Water desalination using CaCO3/blend of polyphenylene oxide and polystyrene mixed matrix membranes in a direct contact membrane distillation (DCMD) unit

The present study examines the impact of integrating hydrophobic calcium carbonate (CaCO3) nanoparticles into porous membranes composed of a polyphenylene oxide (PPO)/polystyrene (PS) blend on desalination performance. CaCO3 filler was added to polymeric solution at concentrations of 2-10 wt% and prepared samples were characterized using ATR-FTIR, FE-SEM, EDX, AFM, liquid entry pressure (LEP), contact angle, and porosity measurement analyzes. Surface porosity of the samples was determined by the Digimizer software. The desalination performance of the membranes was evaluated using a laboratory-scale direct contact membrane distillation (DCMD) unit.

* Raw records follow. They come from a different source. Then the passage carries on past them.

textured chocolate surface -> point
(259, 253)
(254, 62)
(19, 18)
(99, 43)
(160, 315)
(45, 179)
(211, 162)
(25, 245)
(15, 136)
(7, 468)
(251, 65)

Results showed that nanoparticles did not affect the membrane's finger-like structure but altered the surface pore size and porosity. Adding 10 wt% CaCO3 to the membrane caused the maximum surface pore size to decrease from 35.4 to 17.4 nm, leading to an increase in the LEP value from 0.9 to 2.1 bar. The MMM with 2 wt% CaCO3 nanoparticles exhibited the highest flux of 34.92 kg/m(2)h (similar to 20% higher than pure membrane) due to its higher surface porosity, also the rejection was achieved above 99.9%. Physical properties along with thermal efficiency and temperature polarization coefficient of the prepared membranes were compared. Fouling properties and scaling of the prepared membranes were investigated using different organic and inorganic solutions. Results showed that fouling resistance of samples containing CaCO3 filler was improved.